In many cases, when one line-item cost is high, other line-item costs are likely to be high. Steel price changes, for instance, can cause simultaneous changes in several line items of a cost estimate. In such cases the user can assign a correlation coefficient to appropriate pairs of line-item distributions. The level of correlation is pretty subjective unless one has data. For example, if we track average unit prices for two items on a weekly or monthly basis, we can use the CORREL function in Excel to calculate the correlation coefficient. When data are not available, one method is to try two or three correlation coefficients (say 0.3, 0.6, 0.9) and examine the impact on the model outputs. For cost models, all (positive) correlation increases the standard deviation of the outputs; correlation does not affect the mean.

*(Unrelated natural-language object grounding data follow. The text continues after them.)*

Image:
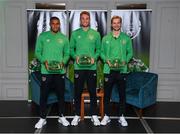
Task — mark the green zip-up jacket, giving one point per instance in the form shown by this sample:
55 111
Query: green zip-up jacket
51 46
85 43
119 48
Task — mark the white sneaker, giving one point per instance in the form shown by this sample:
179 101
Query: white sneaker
95 120
123 121
63 121
40 123
105 120
75 120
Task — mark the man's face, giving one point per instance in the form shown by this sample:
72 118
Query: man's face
116 24
85 20
55 25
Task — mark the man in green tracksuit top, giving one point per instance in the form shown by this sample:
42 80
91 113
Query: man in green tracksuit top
52 47
116 52
85 42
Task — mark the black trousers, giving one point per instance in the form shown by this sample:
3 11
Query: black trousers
115 77
79 80
49 82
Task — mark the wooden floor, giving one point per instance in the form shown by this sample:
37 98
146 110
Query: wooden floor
21 116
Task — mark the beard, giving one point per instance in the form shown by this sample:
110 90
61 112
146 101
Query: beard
55 31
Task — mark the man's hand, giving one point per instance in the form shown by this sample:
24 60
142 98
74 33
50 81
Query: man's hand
77 60
109 63
123 63
46 65
92 60
61 65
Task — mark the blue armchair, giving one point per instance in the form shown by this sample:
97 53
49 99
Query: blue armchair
141 90
35 82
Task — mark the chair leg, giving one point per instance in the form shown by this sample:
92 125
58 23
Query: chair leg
82 108
140 112
101 107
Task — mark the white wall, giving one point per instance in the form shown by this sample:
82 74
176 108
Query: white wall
165 38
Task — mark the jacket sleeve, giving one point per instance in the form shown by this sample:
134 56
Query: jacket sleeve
39 49
129 50
102 54
66 52
72 47
98 47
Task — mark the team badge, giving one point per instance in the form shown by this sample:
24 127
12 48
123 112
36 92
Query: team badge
47 40
79 36
43 78
106 79
60 41
123 42
91 37
107 42
76 75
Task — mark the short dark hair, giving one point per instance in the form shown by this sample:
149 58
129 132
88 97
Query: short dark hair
116 17
54 18
85 12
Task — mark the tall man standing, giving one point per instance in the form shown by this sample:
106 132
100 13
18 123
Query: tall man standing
116 51
52 50
85 48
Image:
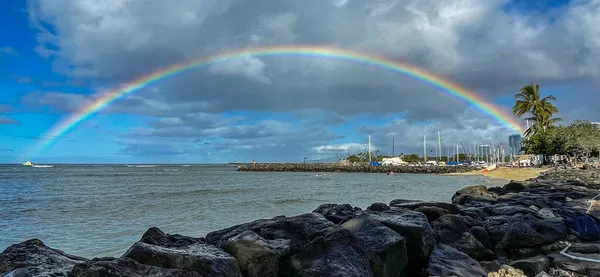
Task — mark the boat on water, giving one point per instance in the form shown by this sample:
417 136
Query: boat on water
30 164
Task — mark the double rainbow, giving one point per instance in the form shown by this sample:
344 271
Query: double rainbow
327 52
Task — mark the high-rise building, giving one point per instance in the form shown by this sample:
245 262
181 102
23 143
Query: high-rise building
514 142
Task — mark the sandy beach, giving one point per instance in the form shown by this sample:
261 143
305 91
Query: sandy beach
508 173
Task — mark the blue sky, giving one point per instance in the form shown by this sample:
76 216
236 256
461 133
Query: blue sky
58 57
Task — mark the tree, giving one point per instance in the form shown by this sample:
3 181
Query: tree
541 109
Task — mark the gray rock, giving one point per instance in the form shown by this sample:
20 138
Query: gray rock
338 213
532 266
386 248
178 252
413 226
447 261
34 258
113 267
299 229
256 256
453 232
335 255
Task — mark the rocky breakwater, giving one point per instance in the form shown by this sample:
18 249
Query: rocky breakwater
536 228
362 167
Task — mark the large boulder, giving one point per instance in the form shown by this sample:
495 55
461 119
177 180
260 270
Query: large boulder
526 231
452 231
179 252
413 226
299 230
478 193
121 267
336 254
338 213
446 261
256 256
386 248
34 258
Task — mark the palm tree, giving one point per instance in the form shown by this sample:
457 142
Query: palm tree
541 109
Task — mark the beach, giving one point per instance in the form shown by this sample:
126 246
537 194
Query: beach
506 173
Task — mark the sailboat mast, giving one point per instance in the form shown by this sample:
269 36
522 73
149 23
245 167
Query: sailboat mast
369 149
425 148
439 147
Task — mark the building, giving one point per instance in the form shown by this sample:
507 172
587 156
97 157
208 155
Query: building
514 143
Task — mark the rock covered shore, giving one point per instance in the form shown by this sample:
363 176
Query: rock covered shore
333 167
519 229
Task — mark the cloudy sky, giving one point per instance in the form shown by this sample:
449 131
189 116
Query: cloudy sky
58 56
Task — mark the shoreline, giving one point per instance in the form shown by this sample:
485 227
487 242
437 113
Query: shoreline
530 227
506 173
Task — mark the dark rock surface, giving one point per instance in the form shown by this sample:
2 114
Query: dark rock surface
185 253
33 257
522 225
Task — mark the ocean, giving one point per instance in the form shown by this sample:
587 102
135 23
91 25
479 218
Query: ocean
101 210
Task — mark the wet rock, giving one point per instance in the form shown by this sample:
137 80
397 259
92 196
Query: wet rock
532 266
256 256
113 267
473 193
491 266
299 230
514 186
413 226
447 261
179 252
336 254
378 207
386 248
34 258
415 204
524 231
453 232
507 271
338 213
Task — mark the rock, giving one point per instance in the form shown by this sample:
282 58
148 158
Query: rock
299 230
179 252
432 213
507 271
415 204
447 261
413 226
386 247
514 186
34 258
338 213
378 207
491 266
532 266
336 254
579 250
525 231
453 232
478 193
121 267
256 256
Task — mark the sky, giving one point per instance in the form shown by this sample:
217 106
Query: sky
57 57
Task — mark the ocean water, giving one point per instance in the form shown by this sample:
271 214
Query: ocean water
95 211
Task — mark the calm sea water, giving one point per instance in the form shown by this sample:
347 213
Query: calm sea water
97 211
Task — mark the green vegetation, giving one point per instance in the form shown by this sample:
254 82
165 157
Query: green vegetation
579 140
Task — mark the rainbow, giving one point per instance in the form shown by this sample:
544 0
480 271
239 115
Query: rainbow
327 52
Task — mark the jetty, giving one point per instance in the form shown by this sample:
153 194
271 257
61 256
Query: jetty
358 167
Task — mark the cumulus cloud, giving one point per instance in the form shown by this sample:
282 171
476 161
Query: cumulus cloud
492 47
8 121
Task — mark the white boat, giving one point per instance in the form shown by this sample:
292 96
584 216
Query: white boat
42 166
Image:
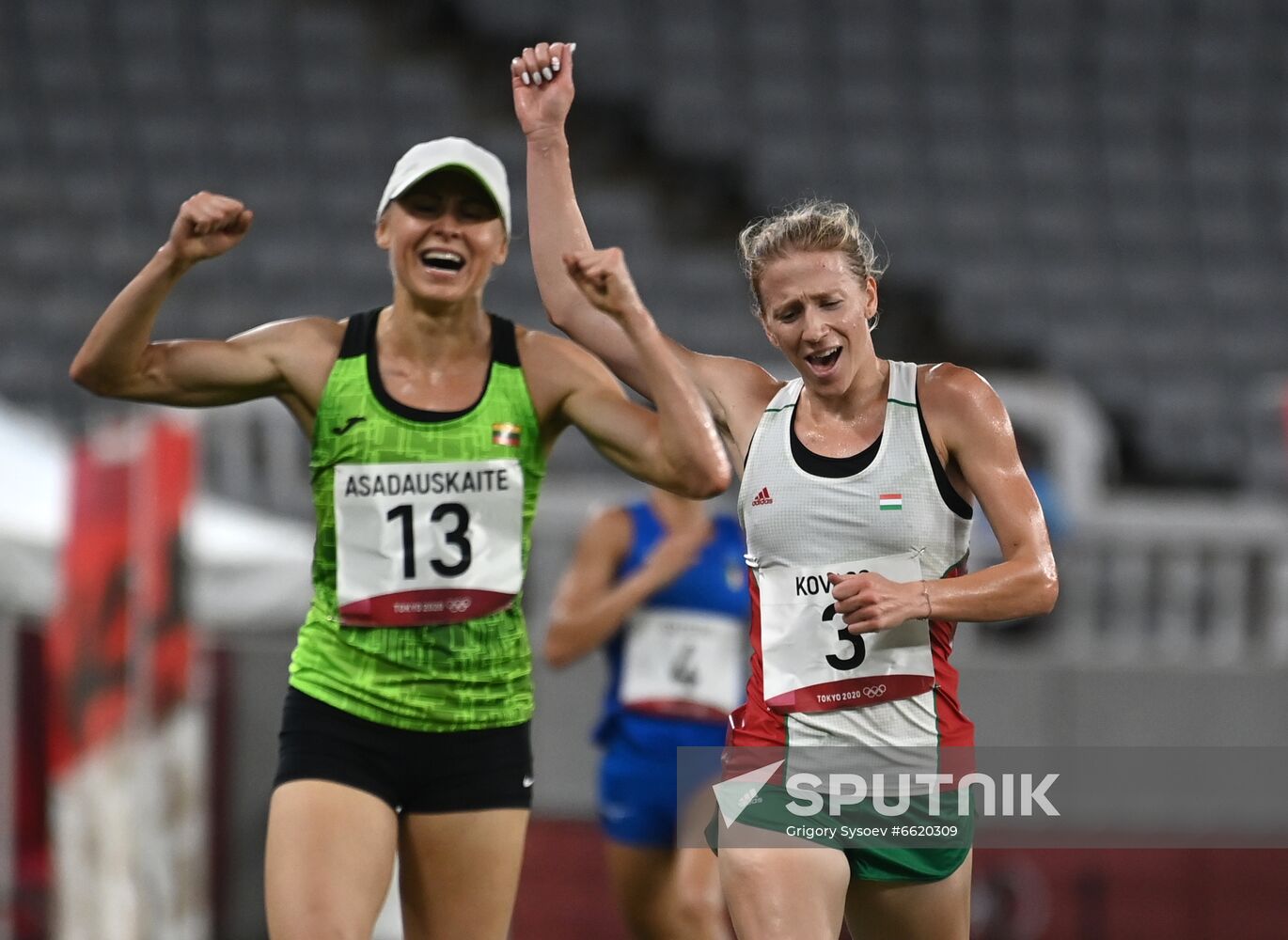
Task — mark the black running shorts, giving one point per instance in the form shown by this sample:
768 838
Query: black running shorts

### Central limit theorem effects

Cost models follow the pattern of any aggregation model—the outputs tend to have relatively narrow ranges compared to the inputs. As a rule of thumb, summing N similar line items will yield a total with a coefficient of variation that shrinks by a factor of √N . The central limit theorem (see Language of Risk Analysis and Decision Making) says this reduction is exactly true when the distributions are identical, normal, and uncorrelated. In practice, the rule is surprisingly accurate, provided that one or two very large items do not dominate the sum. Also, the rule tends to lose accuracy when several items are highly positively correlated, because the resulting increase of extreme input values tends to spread out the results. The results of an aggregation model tend to be skewed rather than normal when the model includes events simulated using binomial or discrete distributions, such as those used for problem events.

### Level of detail

Historically, deterministic drilling-AFE models might have hundreds of line items—in part, for accounting purposes. Monte Carlo AFE models, however, tend to have a few dozen items. Construction cost estimating models can be even more detailed. One operator had a work breakdown structure (WBS) with 1,300 lines. While it is possible to transform such a detailed model into a Monte Carlo model, the drivers (the most sensitive variables) tend to be 20 or fewer. Therefore some users have two models—one very detailed and the other a more coarse, consolidated version. Keep in mind that one reason for doing risk analysis is to identify key inputs and then try to manage them. Many times the risk analysis model will be designed to optimize use of historical data while allowing the user to track a meaningful level of detail as the project progresses.

Software continues to improve, but very large, highly detailed models can be difficult to manage. For instance, there is usually some limit on the size of a correlation matrix, yet the models with hundreds of line items will necessitate incorporating correlation (otherwise, the central limit theorem effects will reduce the resulting distribution’s standard deviation to an unrealistically low level of uncertainty). The most popular Monte Carlo application packages are add-ins to Excel, which has a limit on matrix size (256 columns as of spring 2002).

## Summary

Capital expenditure and budgeting models, such as cost and time models, are good examples of aggregation models. In these models, we must address the following:

• what type of distributions to use to describe the input parameters
• what correlation exists among the input parameters
• what level of complexity or detail is appropriate to the model
• what problem events to incorporate

The results we obtain from these models allow us to plan and budget based on a range of outcomes; the sensitivity charts focus our attention on the drivers to apply our risk management and risk-mitigation skills. A simple drilling AFE model (with each activity finishing before the next one begins) was used to illustrate these risk analysis concepts. More complex time and cost models, such as those with concurrent tasks, can also be solved with more complicated spreadsheet models or other existing software.